Safety indicators for the neighborhood track below national averages, with violent and property offense measures around the lower national percentiles. Within the San Jose–Sunnyvale–Santa Clara metro, the area trends below the metro median for safety, and recent year-over-year estimates indicate some upward movement in reported property and violent incidents.

Investors should underwrite with prudent security planning and asset management practices (lighting, access control, resident engagement) and compare incident trends to nearby Sunnyvale sub-areas to calibrate operating assumptions.

Proximity to Major Employers

The location sits near a deep technology employment base that supports commute convenience and steady renter demand, notably Apple, Applied Materials, Intel, and Nvidia.

  • Apple - Tantau 14 — technology offices (1.9 miles)
  • Apple — technology (1.9 miles) — HQ
  • Applied Materials — semiconductor (2.5 miles) — HQ
  • Intel — semiconductor (2.6 miles)
  • Nvidia — semiconductor & AI (3.0 miles) — HQ
Why invest?

825 Maria Ln is a 52-unit, 1975-vintage asset positioned in a high-income, renter-heavy Sunnyvale neighborhood where elevated home values reinforce multifamily reliance. Neighborhood occupancy remains solid and rents sit well above national levels, supporting stable cash flows with disciplined lease management. Based on CRE market data from WDSuite, household growth within a 3-mile radius and sustained tech employment concentration should continue to underpin demand.

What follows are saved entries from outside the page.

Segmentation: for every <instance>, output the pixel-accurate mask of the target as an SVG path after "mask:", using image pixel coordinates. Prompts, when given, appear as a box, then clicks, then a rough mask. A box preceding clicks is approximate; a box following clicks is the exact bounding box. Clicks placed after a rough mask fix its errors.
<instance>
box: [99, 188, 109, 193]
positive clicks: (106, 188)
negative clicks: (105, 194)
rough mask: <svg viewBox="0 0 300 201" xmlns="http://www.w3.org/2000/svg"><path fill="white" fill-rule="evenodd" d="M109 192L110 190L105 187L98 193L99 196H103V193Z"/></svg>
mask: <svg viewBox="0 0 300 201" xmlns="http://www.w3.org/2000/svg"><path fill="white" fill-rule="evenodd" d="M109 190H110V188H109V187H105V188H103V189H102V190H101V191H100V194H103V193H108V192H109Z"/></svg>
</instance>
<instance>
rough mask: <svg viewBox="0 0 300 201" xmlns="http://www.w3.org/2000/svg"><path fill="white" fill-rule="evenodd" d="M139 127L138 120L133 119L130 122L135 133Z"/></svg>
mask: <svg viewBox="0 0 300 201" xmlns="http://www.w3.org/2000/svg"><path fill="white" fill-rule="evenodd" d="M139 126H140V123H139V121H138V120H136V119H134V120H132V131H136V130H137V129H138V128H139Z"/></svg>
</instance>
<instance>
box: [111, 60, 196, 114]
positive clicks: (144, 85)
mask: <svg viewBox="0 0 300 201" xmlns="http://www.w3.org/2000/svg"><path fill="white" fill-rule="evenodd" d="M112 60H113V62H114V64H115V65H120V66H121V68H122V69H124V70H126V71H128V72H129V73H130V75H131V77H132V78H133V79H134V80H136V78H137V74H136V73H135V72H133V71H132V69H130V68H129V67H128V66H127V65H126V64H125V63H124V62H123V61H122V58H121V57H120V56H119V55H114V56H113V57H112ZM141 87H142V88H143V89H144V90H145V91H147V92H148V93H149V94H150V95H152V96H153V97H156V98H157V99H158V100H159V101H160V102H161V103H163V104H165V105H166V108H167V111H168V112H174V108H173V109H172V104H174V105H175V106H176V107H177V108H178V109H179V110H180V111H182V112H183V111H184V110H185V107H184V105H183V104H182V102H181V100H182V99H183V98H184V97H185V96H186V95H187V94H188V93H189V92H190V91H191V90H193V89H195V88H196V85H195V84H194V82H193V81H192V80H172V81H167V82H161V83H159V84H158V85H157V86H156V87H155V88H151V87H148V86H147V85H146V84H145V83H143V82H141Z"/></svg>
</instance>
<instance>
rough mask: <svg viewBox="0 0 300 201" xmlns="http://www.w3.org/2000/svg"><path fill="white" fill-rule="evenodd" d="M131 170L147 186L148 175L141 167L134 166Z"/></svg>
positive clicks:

Given its older vintage relative to much of the local stock, the property presents potential value-add and capital planning levers to enhance competitiveness versus newer assets. Underwriting should also account for a safety profile that trends below national averages, emphasizing prudent operations and resident experience initiatives.

  • Renter-heavy neighborhood and high ownership costs support durable leasing and pricing power.
  • Solid neighborhood occupancy with above-national rent levels favors income stability.
  • 1975 vintage offers targeted value-add and systems modernization potential to compete with newer stock.
  • Proximity to major tech employers underpins a deep, high-earning tenant base.
  • Risk: safety metrics trend below national averages—plan for security and operational controls in underwriting.